I am reminded of this when I see articles represented by this series of headlines from a newsletter called Consumer Health Digest, which is published weekly to warn of medical frauds and to expose some of the wrongdoers. Here is just a sample:
- “Former holistic nutritionist confesses" that what she had learned in school and practiced for many years was based on “limited education” and a “lack of respect and understanding for real science.”
- “QLaser marketers sentenced” to 12 years in prison for selling “medical devices with false and misleading labeling in order to defraud consumers,” in one case to the tune of at least $16,669,015.
- “Funeral homes failing to disclose pricing information” – some do not offer the information as required by the FTC intended to keep them from taking advantage of grieving families.
- “Beautician sentenced for illegal buttocks enhancement injections” to 24 months in jail for “receiving and delivering an adulterated and misbranded medical device” while charging thousands of dollars per treatment.
- “Studies Show that Liberation Therapy for Multiple Sclerosis Doesn't Work.”
- “Discredited, alarmist HPV vaccine study retracted” – A journal retracted an article incorrectly blaming the vaccine for side effects such headaches, fatigue, and poor concentration based on a few anecdotal reports.

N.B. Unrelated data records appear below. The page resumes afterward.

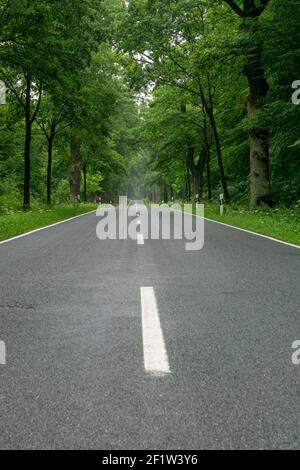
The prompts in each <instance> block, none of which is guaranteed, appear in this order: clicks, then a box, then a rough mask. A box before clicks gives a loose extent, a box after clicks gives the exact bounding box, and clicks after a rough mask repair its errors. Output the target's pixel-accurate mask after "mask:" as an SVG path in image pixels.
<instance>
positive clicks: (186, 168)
mask: <svg viewBox="0 0 300 470" xmlns="http://www.w3.org/2000/svg"><path fill="white" fill-rule="evenodd" d="M185 184H186V199H187V201H190V200H191V173H190V169H189V167H188V164H186V171H185Z"/></svg>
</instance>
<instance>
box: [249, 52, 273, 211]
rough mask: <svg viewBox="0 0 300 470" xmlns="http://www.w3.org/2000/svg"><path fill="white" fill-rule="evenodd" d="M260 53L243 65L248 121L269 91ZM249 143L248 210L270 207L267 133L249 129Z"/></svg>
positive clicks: (270, 197)
mask: <svg viewBox="0 0 300 470" xmlns="http://www.w3.org/2000/svg"><path fill="white" fill-rule="evenodd" d="M261 56H262V54H261V51H260V50H259V49H258V48H256V49H255V50H252V51H251V53H249V54H248V56H247V58H246V63H245V74H246V76H247V79H248V83H249V92H250V93H249V98H248V117H249V118H252V117H253V115H255V114H256V113H257V111H258V110H259V108H260V106H261V104H262V100H263V99H264V98H265V97H266V96H267V94H268V91H269V86H268V83H267V81H266V79H265V76H264V70H263V66H262V57H261ZM249 141H250V192H251V198H250V204H251V208H255V207H257V206H258V205H259V204H260V203H267V204H269V205H271V195H270V172H269V132H268V130H267V129H263V128H261V129H251V130H250V131H249Z"/></svg>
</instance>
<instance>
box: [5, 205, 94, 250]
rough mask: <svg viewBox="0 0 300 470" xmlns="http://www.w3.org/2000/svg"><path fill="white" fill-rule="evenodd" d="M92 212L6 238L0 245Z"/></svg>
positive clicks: (35, 232) (78, 218)
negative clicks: (17, 235) (24, 232)
mask: <svg viewBox="0 0 300 470" xmlns="http://www.w3.org/2000/svg"><path fill="white" fill-rule="evenodd" d="M94 212H96V210H93V211H89V212H85V213H84V214H80V215H76V216H74V217H70V218H69V219H65V220H61V221H60V222H56V223H55V224H51V225H46V227H41V228H37V229H36V230H32V231H31V232H26V233H22V234H21V235H18V236H16V237H13V238H8V239H7V240H3V241H2V242H0V245H4V244H5V243H9V242H12V241H14V240H19V238H24V237H28V235H32V234H33V233H37V232H41V231H42V230H47V229H48V228H52V227H56V226H57V225H61V224H64V223H65V222H70V221H71V220H75V219H79V218H80V217H84V216H85V215H89V214H93V213H94Z"/></svg>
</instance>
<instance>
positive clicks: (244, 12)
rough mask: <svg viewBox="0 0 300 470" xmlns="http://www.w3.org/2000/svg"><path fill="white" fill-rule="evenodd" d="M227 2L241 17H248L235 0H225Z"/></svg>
mask: <svg viewBox="0 0 300 470" xmlns="http://www.w3.org/2000/svg"><path fill="white" fill-rule="evenodd" d="M224 2H225V3H227V4H228V5H229V6H230V8H231V9H232V10H233V11H234V12H235V13H236V14H237V15H239V16H240V17H241V18H248V14H247V13H246V12H245V11H244V10H242V9H241V8H240V7H239V6H238V5H237V4H236V3H235V1H234V0H224Z"/></svg>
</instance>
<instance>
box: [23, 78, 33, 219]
mask: <svg viewBox="0 0 300 470" xmlns="http://www.w3.org/2000/svg"><path fill="white" fill-rule="evenodd" d="M26 81H27V83H26V97H25V128H26V130H25V146H24V193H23V207H24V209H25V210H28V209H29V208H30V173H31V164H30V148H31V131H32V122H31V78H30V77H29V76H28V77H27V79H26Z"/></svg>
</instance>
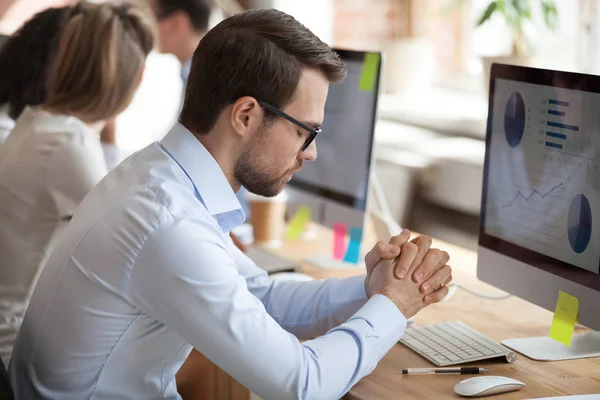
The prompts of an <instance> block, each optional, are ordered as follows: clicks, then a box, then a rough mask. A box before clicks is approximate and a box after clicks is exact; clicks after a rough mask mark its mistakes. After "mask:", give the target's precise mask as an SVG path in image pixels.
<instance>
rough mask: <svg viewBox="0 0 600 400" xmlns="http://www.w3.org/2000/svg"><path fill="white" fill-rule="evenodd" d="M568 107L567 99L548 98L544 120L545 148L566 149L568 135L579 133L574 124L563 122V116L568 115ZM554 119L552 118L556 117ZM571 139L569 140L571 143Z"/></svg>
mask: <svg viewBox="0 0 600 400" xmlns="http://www.w3.org/2000/svg"><path fill="white" fill-rule="evenodd" d="M568 107H569V102H568V101H562V100H555V99H549V100H548V109H547V111H546V112H547V113H548V118H550V120H548V121H546V142H545V145H546V148H548V149H556V150H562V151H567V150H568V149H567V140H568V139H569V135H575V134H576V133H579V127H578V126H576V125H570V124H565V123H563V118H564V117H566V116H568V115H567V114H568V113H567V111H565V110H568ZM557 118H558V121H554V120H552V119H557ZM573 140H574V139H572V140H571V141H570V143H571V145H572V144H573Z"/></svg>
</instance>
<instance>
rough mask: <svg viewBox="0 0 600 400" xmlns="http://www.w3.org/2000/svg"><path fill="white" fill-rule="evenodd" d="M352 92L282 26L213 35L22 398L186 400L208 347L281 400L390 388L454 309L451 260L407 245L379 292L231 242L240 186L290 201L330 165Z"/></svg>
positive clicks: (222, 32) (124, 161)
mask: <svg viewBox="0 0 600 400" xmlns="http://www.w3.org/2000/svg"><path fill="white" fill-rule="evenodd" d="M345 75H346V66H345V65H344V63H343V62H342V60H341V59H340V58H339V56H338V55H337V54H336V53H335V52H334V51H333V50H332V49H331V48H330V47H329V46H327V45H326V44H325V43H323V42H322V41H320V40H319V39H318V38H317V37H316V36H315V35H314V34H313V33H312V32H310V31H309V30H308V29H307V28H306V27H304V26H303V25H301V24H300V23H299V22H298V21H296V20H295V19H294V18H292V17H291V16H289V15H287V14H285V13H283V12H280V11H277V10H273V9H262V10H250V11H245V12H242V13H239V14H236V15H235V16H233V17H231V18H228V19H226V20H224V21H223V22H221V23H220V24H219V25H217V26H216V27H215V28H213V29H212V30H210V31H209V32H208V33H207V35H206V36H205V37H204V38H203V39H202V41H201V42H200V44H199V46H198V48H197V49H196V51H195V53H194V57H193V61H192V67H191V72H190V76H189V80H188V83H187V88H186V93H185V100H184V105H183V110H182V113H181V115H180V122H179V123H178V124H176V125H175V126H174V127H173V128H172V130H171V131H170V132H169V133H168V134H167V135H166V136H165V137H164V138H163V139H162V140H161V141H159V142H156V143H153V144H151V145H149V146H148V147H146V148H145V149H143V150H141V151H139V152H137V153H136V154H135V155H134V156H132V157H129V158H128V159H127V160H125V161H124V162H123V163H121V164H120V165H119V166H117V167H116V168H115V169H113V170H112V171H111V172H110V173H109V174H108V175H107V177H106V178H105V179H104V180H103V181H102V182H100V183H99V184H98V185H97V186H96V187H94V189H93V190H92V191H91V192H90V194H89V195H88V196H87V197H86V199H85V200H84V201H83V203H82V204H81V205H80V206H79V208H78V209H77V211H76V213H75V215H74V217H73V220H72V221H71V223H70V224H69V226H68V227H67V228H66V229H65V231H64V232H63V235H62V236H61V239H60V242H59V243H58V244H57V246H56V247H55V249H54V250H53V252H52V254H51V255H50V257H49V259H48V262H47V263H46V266H45V267H44V270H43V272H42V275H41V277H40V280H39V283H38V285H37V286H36V288H35V291H34V294H33V297H32V300H31V303H30V305H29V308H28V309H27V314H26V316H25V319H24V322H23V326H22V328H21V331H20V332H19V336H18V338H17V342H16V345H15V350H14V354H13V359H12V361H11V364H10V366H9V372H10V376H11V381H12V384H13V386H14V387H15V388H16V389H15V390H16V392H17V393H15V395H16V397H17V399H31V400H35V399H40V398H42V397H45V398H53V399H54V398H56V399H81V398H94V399H115V398H119V399H133V398H135V399H138V398H140V399H142V398H143V399H147V398H153V399H157V398H164V399H178V398H180V397H179V395H178V393H177V387H176V383H177V382H176V380H175V374H176V373H177V371H178V370H179V369H180V367H181V365H182V363H183V362H184V360H186V358H187V357H188V355H189V354H190V351H191V350H192V348H196V349H197V350H198V351H199V352H200V353H202V354H203V355H205V356H206V357H207V358H208V359H209V360H211V361H213V362H214V363H215V364H216V365H218V366H219V367H220V368H221V369H223V370H224V371H225V372H226V373H227V374H229V375H230V376H231V377H233V378H234V379H236V380H237V381H238V382H240V383H241V384H242V385H244V386H245V387H247V388H248V389H250V390H251V391H252V392H254V393H256V394H257V395H259V396H260V397H262V398H266V399H278V400H284V399H334V398H335V399H337V398H340V397H342V396H343V395H344V393H345V392H347V391H348V390H349V389H350V388H351V387H352V386H353V385H354V384H355V383H357V382H358V380H359V379H361V378H362V377H363V376H365V375H367V374H369V373H370V372H371V371H373V369H374V368H375V366H376V365H377V363H378V362H379V360H380V359H381V358H382V357H383V356H384V355H385V354H386V353H387V352H388V350H389V349H390V348H391V347H393V346H394V345H395V344H396V343H397V341H398V340H399V339H400V337H401V336H402V334H403V333H404V330H405V329H406V321H407V318H409V317H411V316H412V315H414V314H415V313H416V312H418V311H419V310H420V309H422V308H423V307H426V306H427V305H429V304H432V303H435V302H438V301H440V300H441V299H442V298H443V297H444V296H445V295H446V294H447V293H448V288H447V287H445V285H446V284H447V283H449V282H450V280H451V279H452V275H451V272H452V270H451V268H450V267H449V266H448V265H447V262H448V259H449V256H448V254H447V253H445V252H443V251H441V250H438V249H430V248H429V247H430V244H431V239H430V238H426V237H421V238H420V239H415V242H408V239H409V232H402V233H401V234H400V235H399V236H397V237H395V238H393V240H392V242H393V245H390V244H386V243H379V244H378V245H377V246H375V247H374V248H373V249H372V250H371V251H370V252H369V254H368V255H367V257H366V258H365V264H366V271H365V275H362V276H355V277H352V278H347V279H329V280H314V281H310V282H300V281H286V280H273V279H272V278H270V277H269V276H268V275H267V273H266V272H265V271H263V270H261V269H260V268H258V267H257V266H256V265H255V264H254V263H253V262H252V261H251V260H250V259H249V258H248V257H247V256H246V255H244V253H242V252H241V251H240V250H239V249H238V248H237V247H235V246H234V245H233V243H232V241H231V240H230V238H229V236H228V235H227V234H228V232H229V231H230V230H231V229H233V228H235V227H236V226H238V225H239V224H241V223H242V222H243V217H244V213H243V211H242V209H241V207H240V204H239V202H238V200H237V198H236V196H235V191H236V190H237V189H239V187H240V185H244V186H245V187H246V188H248V190H249V191H250V192H252V193H255V194H257V195H261V196H266V197H270V196H275V195H277V194H278V193H280V192H281V191H282V190H283V188H284V187H285V185H286V184H287V182H288V181H289V180H290V179H291V178H292V175H293V174H294V172H296V171H298V170H299V169H300V168H301V167H302V164H303V163H304V162H310V161H313V160H314V159H315V158H316V156H317V145H316V141H315V139H316V137H317V134H318V133H319V132H320V129H319V126H320V125H321V124H322V122H323V118H324V111H325V100H326V98H327V92H328V90H329V84H330V83H334V82H338V81H340V80H342V79H344V77H345ZM273 110H277V112H275V111H273ZM284 116H288V118H289V117H293V118H294V119H295V120H297V121H301V122H302V123H303V125H300V124H298V123H295V122H290V120H288V119H286V118H284ZM326 134H327V132H323V135H326ZM396 258H397V259H396Z"/></svg>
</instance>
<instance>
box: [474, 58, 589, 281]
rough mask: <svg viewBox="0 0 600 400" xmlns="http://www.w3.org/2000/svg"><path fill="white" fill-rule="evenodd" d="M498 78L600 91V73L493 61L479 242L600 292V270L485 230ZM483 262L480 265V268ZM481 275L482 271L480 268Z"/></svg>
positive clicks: (587, 89)
mask: <svg viewBox="0 0 600 400" xmlns="http://www.w3.org/2000/svg"><path fill="white" fill-rule="evenodd" d="M496 79H505V80H512V81H520V82H525V83H532V84H539V85H545V86H554V87H558V88H564V89H571V90H581V91H585V92H592V93H600V77H599V76H595V75H588V74H580V73H574V72H565V71H553V70H547V69H539V68H531V67H523V66H515V65H505V64H493V65H492V68H491V73H490V87H489V102H488V119H487V130H486V152H485V159H484V169H483V186H482V195H481V218H480V225H479V246H481V247H484V248H487V249H489V250H492V251H495V252H497V253H500V254H502V255H505V256H507V257H509V258H512V259H514V260H517V261H519V262H522V263H525V264H527V265H530V266H533V267H535V268H537V269H540V270H542V271H545V272H548V273H550V274H553V275H556V276H559V277H561V278H564V279H566V280H569V281H572V282H574V283H577V284H580V285H582V286H585V287H587V288H589V289H592V290H595V291H599V292H600V274H596V273H594V272H591V271H586V270H584V269H582V268H580V267H577V266H574V265H572V264H569V263H567V262H564V261H560V260H556V259H554V258H552V257H550V256H547V255H545V254H541V253H537V252H535V251H533V250H530V249H527V248H524V247H521V246H518V245H516V244H514V243H511V242H508V241H505V240H503V239H500V238H498V237H495V236H492V235H489V234H487V233H486V232H485V220H486V203H487V189H488V178H489V162H490V152H489V149H490V146H491V137H492V136H491V135H492V122H493V121H492V116H493V110H494V94H495V83H496ZM480 267H481V266H479V267H478V270H479V268H480ZM478 275H479V271H478Z"/></svg>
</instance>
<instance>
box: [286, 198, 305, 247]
mask: <svg viewBox="0 0 600 400" xmlns="http://www.w3.org/2000/svg"><path fill="white" fill-rule="evenodd" d="M310 219H311V213H310V208H308V207H307V206H300V207H298V209H297V210H296V213H295V214H294V217H293V218H292V220H291V221H290V224H289V226H288V229H287V231H286V232H285V238H286V239H298V238H299V237H300V234H301V233H302V230H304V225H306V223H307V222H310Z"/></svg>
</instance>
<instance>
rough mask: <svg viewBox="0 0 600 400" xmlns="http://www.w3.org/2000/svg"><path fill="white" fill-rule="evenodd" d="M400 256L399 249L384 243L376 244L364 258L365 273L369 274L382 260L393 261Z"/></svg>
mask: <svg viewBox="0 0 600 400" xmlns="http://www.w3.org/2000/svg"><path fill="white" fill-rule="evenodd" d="M399 254H400V247H397V246H393V245H391V244H389V243H385V242H377V244H375V246H374V247H373V248H372V249H371V251H369V252H368V253H367V255H366V256H365V264H366V266H367V272H370V271H371V270H372V269H373V268H374V267H375V265H377V263H379V261H381V260H382V259H393V258H396V257H398V255H399Z"/></svg>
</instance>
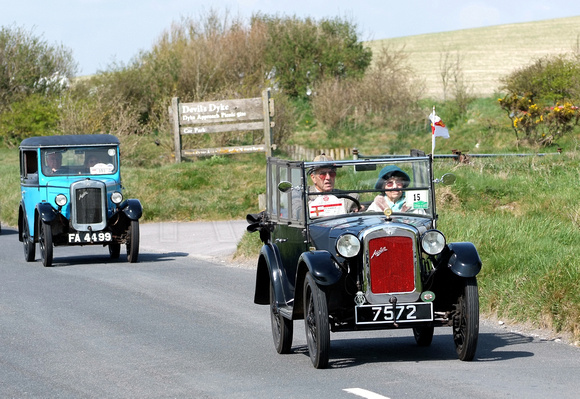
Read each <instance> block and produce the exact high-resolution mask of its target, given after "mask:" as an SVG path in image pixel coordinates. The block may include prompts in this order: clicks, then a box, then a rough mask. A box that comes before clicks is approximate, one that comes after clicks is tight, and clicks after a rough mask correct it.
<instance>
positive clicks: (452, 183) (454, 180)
mask: <svg viewBox="0 0 580 399" xmlns="http://www.w3.org/2000/svg"><path fill="white" fill-rule="evenodd" d="M455 180H457V177H456V176H455V175H454V174H453V173H445V174H444V175H443V176H442V177H441V180H440V181H441V183H443V185H444V186H451V185H453V184H454V183H455Z"/></svg>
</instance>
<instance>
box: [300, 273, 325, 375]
mask: <svg viewBox="0 0 580 399" xmlns="http://www.w3.org/2000/svg"><path fill="white" fill-rule="evenodd" d="M304 326H305V328H306V341H307V342H308V354H309V355H310V360H311V361H312V364H313V365H314V367H316V368H317V369H323V368H326V367H327V366H328V355H329V351H330V329H329V326H328V306H327V304H326V296H325V295H324V292H322V290H321V289H320V288H319V287H318V285H317V284H316V282H315V281H314V278H313V277H312V275H311V274H310V272H308V273H306V279H305V280H304Z"/></svg>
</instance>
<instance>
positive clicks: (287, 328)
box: [270, 283, 294, 354]
mask: <svg viewBox="0 0 580 399" xmlns="http://www.w3.org/2000/svg"><path fill="white" fill-rule="evenodd" d="M270 321H271V323H272V337H273V338H274V346H275V347H276V352H278V353H280V354H287V353H290V350H291V348H292V336H293V333H294V323H293V322H292V320H288V319H287V318H285V317H284V316H282V315H281V314H280V312H279V311H278V307H277V306H276V298H275V296H274V286H273V285H272V283H270Z"/></svg>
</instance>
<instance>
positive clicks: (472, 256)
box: [447, 242, 481, 277]
mask: <svg viewBox="0 0 580 399" xmlns="http://www.w3.org/2000/svg"><path fill="white" fill-rule="evenodd" d="M448 247H449V251H450V255H449V259H448V261H447V267H449V268H450V269H451V271H452V272H453V273H455V274H456V275H458V276H459V277H474V276H476V275H477V273H479V271H480V270H481V259H480V258H479V254H478V253H477V249H476V248H475V245H473V244H472V243H470V242H454V243H450V244H449V245H448Z"/></svg>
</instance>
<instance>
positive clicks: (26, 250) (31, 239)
mask: <svg viewBox="0 0 580 399" xmlns="http://www.w3.org/2000/svg"><path fill="white" fill-rule="evenodd" d="M22 244H23V246H24V260H26V261H27V262H33V261H34V258H35V257H36V244H35V243H34V239H32V238H31V237H30V229H29V228H28V220H27V219H26V218H24V226H22Z"/></svg>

This is just a sample from 3 weeks of newsletters, but should serve as a reminder of the importance of critical thinking in the area of healthy living and medicine. There are people out there, just as there have always been, more than willing to take your money based on false promises and magical answers. As technology moves forward we get more real cures and procedures that seem miraculous, but that opens the door for even more sophisticated charlatans ready to take advantage of the desperate, the lazy, the unscientific and those who put their faith in unproven methods. We can’t and shouldn’t expect the FDA or the FTC or some consumer protection organization to have our backs in every case. Sometimes critical thinking is nothing more than looking out for yourself.